Thanks Jenny I'm dieing laughing that. I can't believe that I have the first rabbit in history that likes hot peppers. And yes they are hot! If you accidentally touch your mouth after feeding the bird them it burns. But then again I'm a white girl that thinks everything is hot LOL.

Here's a picture of which ones they are. And yes I get them by the pound.


----------



## qtipthebun (Mar 6, 2013)

Q loves spicy stuff. She likes to vacuum the bird's stuff as well, and she's nommed a few. She once even cleaned up some jalapeno seeds that my lady had left on a cutting board. The cat hated them, but the bunny just *fwoosh* ate them up.

She's also had about 6 types of hot sauce used to try to keep her from chewing her cage when she had one and licked all the types of hot sauce off the bars (that's my bunny!!!). Maybe she's just a weird Texan rabbit, but she likes them too.

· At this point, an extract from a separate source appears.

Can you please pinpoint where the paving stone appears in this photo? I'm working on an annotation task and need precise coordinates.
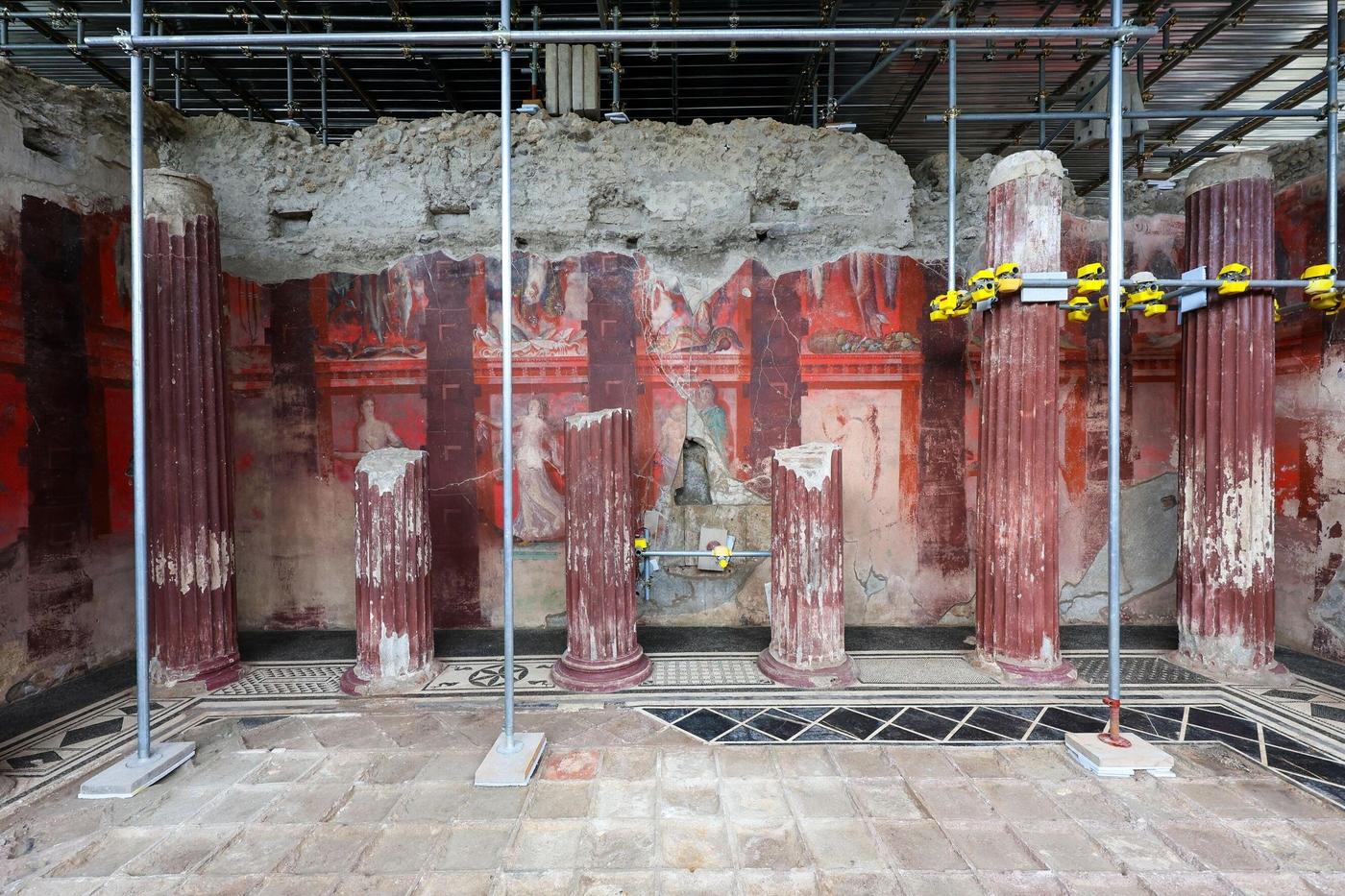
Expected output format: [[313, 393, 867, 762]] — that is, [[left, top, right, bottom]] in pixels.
[[948, 747, 1010, 778], [411, 872, 498, 896], [579, 818, 655, 869], [416, 749, 495, 785], [199, 825, 312, 877], [1084, 825, 1194, 873], [658, 818, 733, 870], [1139, 872, 1237, 896], [256, 875, 344, 896], [599, 747, 659, 781], [575, 869, 659, 896], [1224, 872, 1339, 896], [826, 744, 895, 778], [772, 744, 841, 781], [541, 749, 602, 781], [882, 747, 962, 778], [355, 825, 444, 875], [1218, 818, 1345, 872], [656, 779, 720, 818], [1013, 821, 1119, 872], [1167, 781, 1265, 819], [846, 778, 927, 819], [908, 778, 995, 822], [280, 825, 378, 875], [501, 870, 578, 896], [51, 828, 168, 877], [729, 821, 813, 869], [659, 747, 719, 782], [428, 822, 517, 872], [799, 818, 887, 870], [593, 781, 655, 818], [975, 778, 1065, 822], [504, 818, 586, 870], [1060, 872, 1151, 896], [873, 819, 967, 870], [363, 747, 437, 785], [714, 745, 794, 778], [897, 872, 986, 896], [336, 875, 420, 896], [259, 782, 354, 825], [942, 823, 1045, 870], [524, 781, 598, 818], [998, 745, 1087, 782], [1154, 822, 1275, 872], [392, 782, 475, 823], [121, 825, 239, 876], [976, 872, 1065, 896], [659, 869, 733, 896], [720, 778, 793, 818], [332, 785, 406, 825], [737, 870, 818, 896]]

This little vacuum eats them sometimes without any issues, so....I'm glad she's not the only weirdo who likes them!


----------



## JBun (Mar 6, 2013)

Shoot!!! Twigs is knocked off the pedestal as the world's first 'Hot Pepper Eating Bun' by the Tipster hwell:


----------



## dayna (Mar 7, 2013)

I let my buck run around in my macaw aviary (under supervision of course) and he enjoys eating the peppers that fall onto the floor and sunflower seeds too!


----------



## Apebull (Mar 7, 2013)

I'm glad he's not he only one. We should start a hot pepper support group, or maybe I'm a bird trapped in a rabbits body group lol.


----------